Zum Gastkommentar von
Heinz Fischer, 18. Mai

Die israelische Flagge
auf dem Kanzleramt

Herzlichen Dank für den Gastkommentar über das Hissen der israelischen Flagge auf dem Dach des Kanzleramtes. Das sensible Thema hat es wohl notwendig erscheinen lassen, dass Heinz Fischer ausdrücklich darauf hinweist, dass er selbst kein Antisemit sei. Die zweite Hälfte des Artikels weist ihn nicht nur als Kenner der Situation, sondern als empathischen Menschen aus, der die hoffnungslose Situation der Palästinenser aufzeigen will.

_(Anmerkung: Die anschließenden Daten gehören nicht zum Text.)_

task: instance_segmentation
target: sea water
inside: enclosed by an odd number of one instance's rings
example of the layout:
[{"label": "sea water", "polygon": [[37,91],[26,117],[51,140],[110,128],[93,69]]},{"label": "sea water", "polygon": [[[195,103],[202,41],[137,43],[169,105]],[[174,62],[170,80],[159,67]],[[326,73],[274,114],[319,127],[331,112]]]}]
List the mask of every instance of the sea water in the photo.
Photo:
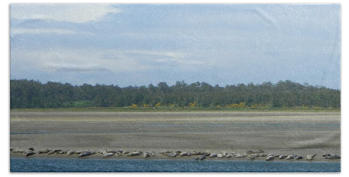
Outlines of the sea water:
[{"label": "sea water", "polygon": [[340,172],[340,162],[10,158],[11,172]]}]

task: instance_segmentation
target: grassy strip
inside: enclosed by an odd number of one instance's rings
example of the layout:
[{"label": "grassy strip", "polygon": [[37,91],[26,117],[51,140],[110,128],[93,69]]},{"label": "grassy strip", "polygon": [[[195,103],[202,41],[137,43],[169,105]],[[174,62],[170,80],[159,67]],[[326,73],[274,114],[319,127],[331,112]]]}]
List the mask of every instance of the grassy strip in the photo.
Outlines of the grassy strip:
[{"label": "grassy strip", "polygon": [[107,108],[30,108],[11,109],[11,111],[81,111],[81,112],[175,112],[175,111],[285,111],[285,112],[338,112],[340,108],[228,108],[172,107],[161,106],[157,109],[153,108],[132,108],[131,106]]}]

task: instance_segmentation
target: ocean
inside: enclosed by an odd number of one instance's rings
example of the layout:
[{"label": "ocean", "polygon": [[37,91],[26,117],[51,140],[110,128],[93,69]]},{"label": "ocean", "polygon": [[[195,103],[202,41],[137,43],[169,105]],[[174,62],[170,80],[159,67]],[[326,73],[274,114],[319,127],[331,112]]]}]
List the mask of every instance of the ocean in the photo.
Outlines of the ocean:
[{"label": "ocean", "polygon": [[340,172],[340,162],[11,157],[11,172]]}]

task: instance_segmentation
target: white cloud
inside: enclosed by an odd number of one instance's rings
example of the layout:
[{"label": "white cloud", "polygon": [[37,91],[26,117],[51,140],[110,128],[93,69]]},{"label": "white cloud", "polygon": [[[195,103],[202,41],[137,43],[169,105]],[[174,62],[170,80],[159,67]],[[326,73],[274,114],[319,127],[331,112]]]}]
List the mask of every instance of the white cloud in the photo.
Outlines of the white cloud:
[{"label": "white cloud", "polygon": [[54,33],[62,34],[91,34],[92,33],[83,31],[77,31],[74,30],[66,29],[58,29],[53,28],[11,28],[10,30],[11,34],[47,34]]},{"label": "white cloud", "polygon": [[108,5],[12,4],[10,17],[17,19],[86,23],[121,11]]}]

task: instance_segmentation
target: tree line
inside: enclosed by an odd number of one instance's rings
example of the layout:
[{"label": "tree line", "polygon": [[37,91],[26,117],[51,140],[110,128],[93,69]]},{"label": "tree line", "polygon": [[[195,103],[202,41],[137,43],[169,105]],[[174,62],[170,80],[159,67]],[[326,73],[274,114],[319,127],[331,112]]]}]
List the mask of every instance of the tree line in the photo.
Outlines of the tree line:
[{"label": "tree line", "polygon": [[171,106],[340,108],[341,91],[290,81],[213,86],[205,82],[161,82],[137,87],[10,80],[10,108]]}]

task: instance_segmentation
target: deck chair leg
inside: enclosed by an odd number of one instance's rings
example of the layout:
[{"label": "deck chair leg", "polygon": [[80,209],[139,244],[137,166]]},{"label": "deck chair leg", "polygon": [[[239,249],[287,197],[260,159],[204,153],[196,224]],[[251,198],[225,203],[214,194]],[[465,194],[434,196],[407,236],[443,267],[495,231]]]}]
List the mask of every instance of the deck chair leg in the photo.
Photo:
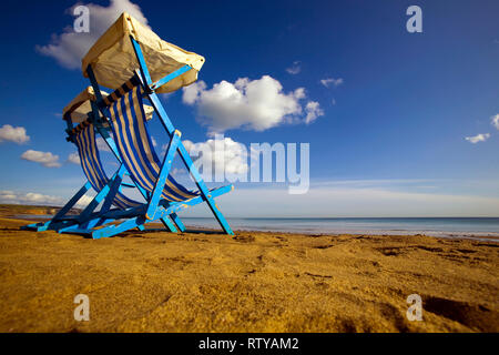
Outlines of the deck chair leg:
[{"label": "deck chair leg", "polygon": [[163,225],[165,227],[167,227],[170,230],[170,232],[172,232],[172,233],[177,232],[175,224],[173,224],[172,221],[170,221],[167,217],[161,217],[160,221],[163,223]]},{"label": "deck chair leg", "polygon": [[194,165],[191,155],[189,155],[187,150],[185,149],[184,144],[179,144],[179,153],[182,156],[182,160],[184,161],[185,165],[187,166],[187,170],[191,172],[191,175],[193,176],[197,189],[200,189],[201,194],[203,199],[208,204],[210,210],[212,210],[213,214],[215,215],[216,221],[218,221],[218,224],[224,230],[225,233],[228,235],[234,235],[234,232],[232,231],[231,226],[228,225],[227,220],[225,220],[224,215],[220,211],[218,206],[215,203],[215,200],[213,200],[212,195],[210,194],[210,190],[206,187],[206,184],[203,181],[203,178],[201,178],[200,172],[197,171],[196,166]]},{"label": "deck chair leg", "polygon": [[44,223],[34,223],[23,226],[22,229],[37,229],[37,232],[43,232],[51,227],[52,224],[55,224],[62,219],[75,204],[80,199],[90,190],[92,185],[90,182],[86,182],[71,199],[68,203],[59,210],[59,212],[48,222]]},{"label": "deck chair leg", "polygon": [[175,223],[179,231],[185,232],[185,225],[176,213],[172,213],[170,215],[170,219],[173,221],[173,223]]}]

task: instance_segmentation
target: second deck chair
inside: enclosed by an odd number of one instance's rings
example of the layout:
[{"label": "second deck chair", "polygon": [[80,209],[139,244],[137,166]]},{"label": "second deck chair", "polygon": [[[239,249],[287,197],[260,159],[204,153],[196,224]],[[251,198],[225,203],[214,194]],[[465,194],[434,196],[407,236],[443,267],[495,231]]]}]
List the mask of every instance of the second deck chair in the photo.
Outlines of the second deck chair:
[{"label": "second deck chair", "polygon": [[[156,94],[173,92],[193,83],[203,63],[203,57],[161,40],[128,13],[123,13],[89,50],[82,59],[83,74],[90,79],[95,91],[96,109],[109,120],[120,160],[132,181],[144,192],[146,203],[128,211],[104,214],[99,227],[81,227],[71,232],[90,234],[94,239],[112,236],[205,202],[224,232],[234,234],[214,200],[232,191],[233,186],[206,187],[181,141],[180,131],[174,129]],[[153,82],[152,78],[156,81]],[[100,84],[114,91],[104,98]],[[161,161],[147,131],[143,93],[170,138]],[[170,176],[176,153],[197,191],[185,189]]]},{"label": "second deck chair", "polygon": [[[105,92],[102,92],[106,94]],[[68,140],[73,142],[78,148],[79,160],[81,168],[88,182],[80,189],[77,194],[48,222],[33,223],[27,225],[24,229],[37,230],[39,232],[47,230],[54,230],[58,232],[68,231],[74,227],[95,226],[102,221],[101,216],[111,211],[114,205],[119,210],[128,210],[140,206],[141,203],[129,199],[121,192],[122,186],[134,187],[123,183],[123,176],[126,171],[123,166],[116,171],[112,179],[108,179],[102,166],[99,149],[95,140],[95,130],[92,122],[98,122],[93,119],[91,110],[91,101],[94,100],[93,89],[91,87],[83,90],[71,103],[64,108],[63,118],[68,122],[68,126],[72,128],[74,123],[80,122],[77,128],[68,129]],[[147,112],[146,118],[152,118],[152,108],[144,106]],[[145,112],[144,111],[144,112]],[[102,132],[102,131],[101,131]],[[68,212],[75,206],[79,200],[92,189],[96,195],[88,204],[88,206],[79,215],[68,215]],[[104,201],[99,212],[94,212],[95,207]],[[175,226],[170,221],[162,221],[170,231],[176,232]],[[181,221],[177,226],[183,230]]]}]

Es bedarf einer Persönlichkeit wie Heinz Fischer, damit ein derartiger Artikel veröffentlicht wird. Aus Furcht vor Vorwürfen des Antisemitismus sind Medien meist nicht bereit, Israel-kritische Artikel zu publizieren.

Werner Varga,

7423 Pinkafeld

Unpassende Kritik des Ex-Bundespräsidenten

Heinz Fischer hat dazu natürlich seine Meinung, und die ist auf jeden Fall SPÖ-konform. Welche Flagge wäre ihm denn lieber gewesen? Vielleicht die türkische, um den nationalistischen Türken in Österreich einen Gefallen zu tun oder gar Recep Tayyip Erdogan, der Europa regelmäßig seine Zensuren erteilt? Sich darüber aufzuregen, dass für einige Tage die israelische Fahne gehisst wird, finde ich für einen Ex-Bundespräsidenten unpassend.

Dr. Margarete Lazar,

per E-Mail

Unerträgliche Lage in den palästinensischen Gebieten

Vermutlich würde bei einer Umfrage die große Mehrheit nicht nur der österreichischen Bevölkerung Heinz Fischer in seiner Darstellung der unerträglichen Situation im Westjordanland, in Israel und dem Gazastreifen zustimmen. Jedenfalls ich teile Fischers Argumentation aufgrund meiner Erfahrungen am Frankfurter Institut für Sozialforschung und während meiner Israel-Reisen.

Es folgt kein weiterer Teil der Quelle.